Lina shook her head, feeling tears well up inside her. ‘Eli, you don’t have to do anything now except get better. You just have to accept what happened, and somehow move on. I can’t tell you how to do that, but that’s what you need to do. That’s all you need to do right now. Maintenance are on the power problem, and they’re gonna crack it, I know they are. We’re going to be okay. But you have to get better. And that means accepting that you did what was necessary.’

Eli exhaled slowly, his head wobbling slightly from side to side. He looked like one of the shell-shocked soldiers Lina had seen on the news, back in the days of the Platini Alpha Civil War.

‘There’s more,’ he said darkly. ‘There’s more there’s more there’s more there’s more there’s–’

She cut him off, a little spooked: ‘Eli, you’re done,’ she said. He turned his vacant cow’s eyes on her and she couldn’t even see the man behind them any more. All she saw was her own frightened face, reflected back in perfect miniature, cast in glass. She lurched upright and involuntarily fell back a step, feeling her heart beginning to race in her chest. ‘You’re done,’ she said again, but it came out in a whisper this time. His eyes. . .

Eli’s head shook ponderously, but that vacant gaze stayed fixed on her. ‘No,’ he said simply. That one word, filled with grim significance.

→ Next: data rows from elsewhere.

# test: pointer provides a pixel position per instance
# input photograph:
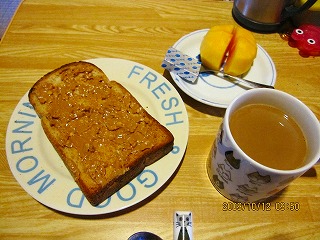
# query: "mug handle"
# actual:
(293, 10)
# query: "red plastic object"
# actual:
(307, 39)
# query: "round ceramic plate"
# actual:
(40, 171)
(212, 90)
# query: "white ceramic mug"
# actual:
(240, 178)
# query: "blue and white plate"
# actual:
(212, 90)
(40, 171)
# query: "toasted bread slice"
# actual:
(101, 132)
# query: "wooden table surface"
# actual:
(46, 34)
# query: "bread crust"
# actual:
(101, 132)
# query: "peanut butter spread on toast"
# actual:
(97, 122)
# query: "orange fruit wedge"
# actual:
(231, 47)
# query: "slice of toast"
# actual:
(101, 132)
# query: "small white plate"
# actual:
(40, 171)
(212, 90)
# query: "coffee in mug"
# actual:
(253, 156)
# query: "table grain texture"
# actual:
(46, 34)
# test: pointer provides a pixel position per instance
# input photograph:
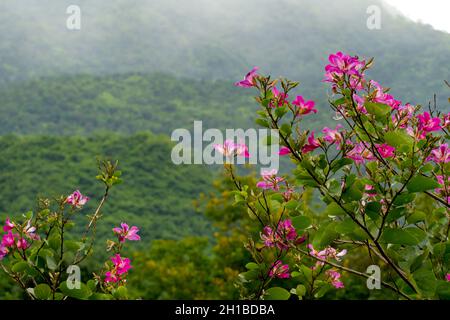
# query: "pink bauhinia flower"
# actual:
(30, 231)
(341, 65)
(111, 276)
(441, 181)
(334, 278)
(127, 233)
(312, 144)
(3, 251)
(360, 103)
(370, 190)
(249, 79)
(360, 153)
(76, 199)
(270, 180)
(121, 265)
(280, 97)
(427, 124)
(441, 154)
(231, 149)
(279, 270)
(8, 225)
(332, 135)
(9, 239)
(385, 150)
(22, 244)
(281, 237)
(403, 115)
(304, 107)
(446, 120)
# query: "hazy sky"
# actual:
(434, 12)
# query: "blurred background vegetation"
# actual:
(136, 71)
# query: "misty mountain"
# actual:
(221, 39)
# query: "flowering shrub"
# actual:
(370, 172)
(42, 257)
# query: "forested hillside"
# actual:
(204, 39)
(156, 194)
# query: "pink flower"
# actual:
(342, 64)
(30, 231)
(3, 252)
(280, 97)
(382, 97)
(9, 239)
(427, 124)
(127, 233)
(442, 183)
(304, 107)
(326, 254)
(121, 265)
(403, 115)
(231, 149)
(249, 80)
(332, 136)
(312, 144)
(22, 244)
(334, 277)
(8, 225)
(360, 103)
(370, 190)
(111, 276)
(76, 199)
(360, 153)
(279, 270)
(270, 180)
(446, 120)
(284, 234)
(441, 154)
(284, 151)
(385, 150)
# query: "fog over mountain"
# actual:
(221, 39)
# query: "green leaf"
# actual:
(300, 290)
(42, 291)
(120, 293)
(323, 290)
(400, 140)
(20, 266)
(408, 236)
(251, 266)
(373, 210)
(280, 111)
(333, 209)
(421, 183)
(262, 122)
(83, 293)
(277, 293)
(443, 290)
(51, 264)
(345, 227)
(426, 280)
(338, 164)
(416, 217)
(301, 222)
(404, 198)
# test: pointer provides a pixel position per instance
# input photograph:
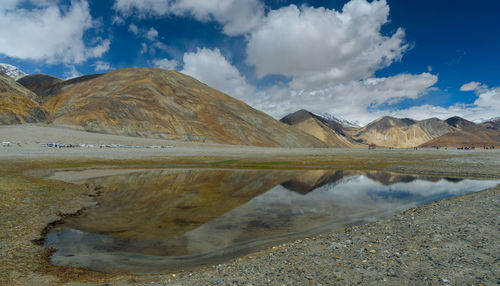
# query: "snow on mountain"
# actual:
(11, 71)
(342, 121)
(494, 119)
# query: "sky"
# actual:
(354, 59)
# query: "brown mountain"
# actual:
(39, 83)
(402, 133)
(468, 134)
(18, 104)
(158, 103)
(327, 131)
(492, 124)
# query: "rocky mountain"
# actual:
(328, 131)
(468, 134)
(18, 104)
(158, 103)
(402, 133)
(478, 138)
(344, 122)
(460, 123)
(40, 84)
(11, 71)
(493, 124)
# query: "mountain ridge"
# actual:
(157, 103)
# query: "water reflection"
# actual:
(151, 221)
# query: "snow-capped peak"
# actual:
(11, 71)
(342, 121)
(494, 119)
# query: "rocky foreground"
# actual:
(451, 242)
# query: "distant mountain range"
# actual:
(11, 71)
(400, 132)
(156, 103)
(145, 102)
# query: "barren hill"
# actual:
(469, 134)
(327, 131)
(158, 103)
(18, 104)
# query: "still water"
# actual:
(160, 220)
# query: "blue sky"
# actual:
(354, 59)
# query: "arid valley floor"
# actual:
(450, 242)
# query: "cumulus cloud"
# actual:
(72, 73)
(142, 8)
(166, 64)
(236, 16)
(134, 29)
(202, 64)
(102, 66)
(152, 34)
(473, 86)
(356, 101)
(47, 33)
(316, 46)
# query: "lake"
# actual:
(152, 221)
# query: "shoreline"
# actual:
(466, 242)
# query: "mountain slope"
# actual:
(402, 133)
(329, 132)
(11, 71)
(467, 138)
(18, 104)
(165, 104)
(39, 83)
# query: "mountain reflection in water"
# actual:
(158, 220)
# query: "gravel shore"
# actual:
(451, 242)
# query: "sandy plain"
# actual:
(450, 242)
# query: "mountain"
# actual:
(40, 84)
(402, 133)
(477, 138)
(344, 122)
(158, 103)
(460, 123)
(11, 71)
(468, 134)
(18, 104)
(493, 124)
(329, 132)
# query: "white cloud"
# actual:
(152, 34)
(166, 64)
(316, 46)
(236, 16)
(142, 8)
(134, 29)
(144, 48)
(101, 66)
(355, 101)
(72, 73)
(48, 34)
(473, 86)
(202, 64)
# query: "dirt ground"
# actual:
(450, 242)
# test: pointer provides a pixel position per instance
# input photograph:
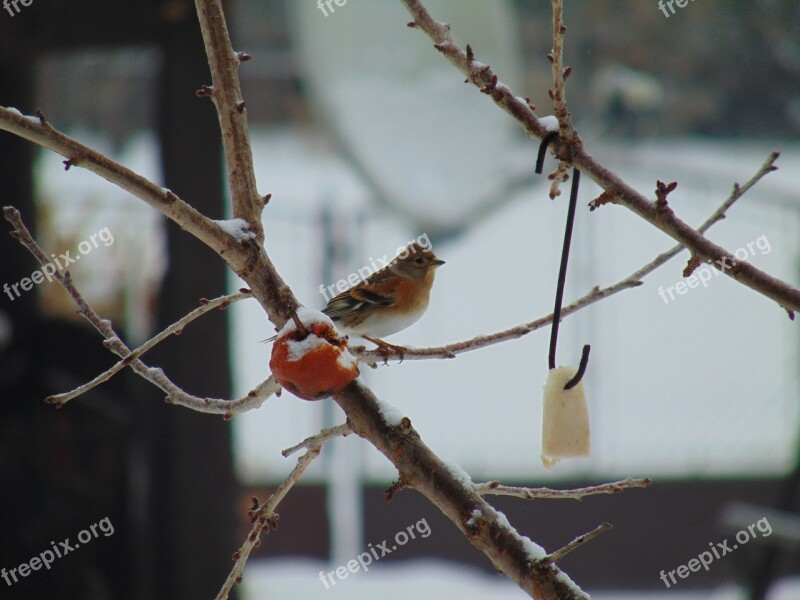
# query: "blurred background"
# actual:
(367, 138)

Lina suddenly felt a lump in her throat, so pronounced that it was hard to breathe. Something was wrong. That’s not Eli! some dark and irrational part of her mind screamed. That’s not Eli in there! In another, more stable part of her brain, a grim and undeniable thought was taking shape. She fell back another pace, her hand feeling behind her for the doorway. ‘What?’ she breathed. Her mind was whirling again — damn it, she felt like her whole body was whirling — as if the station had suddenly begun to spin in the opposite direction, like a waltzer in some nightmare theme park, a ride designed to induce insanity and sickness in equal measure. Eli’s mouth cracked open, showing his teeth, and slowly widened in a smile. And then, without knowing she had any intention of doing so, Lina turned and simply ran from the room.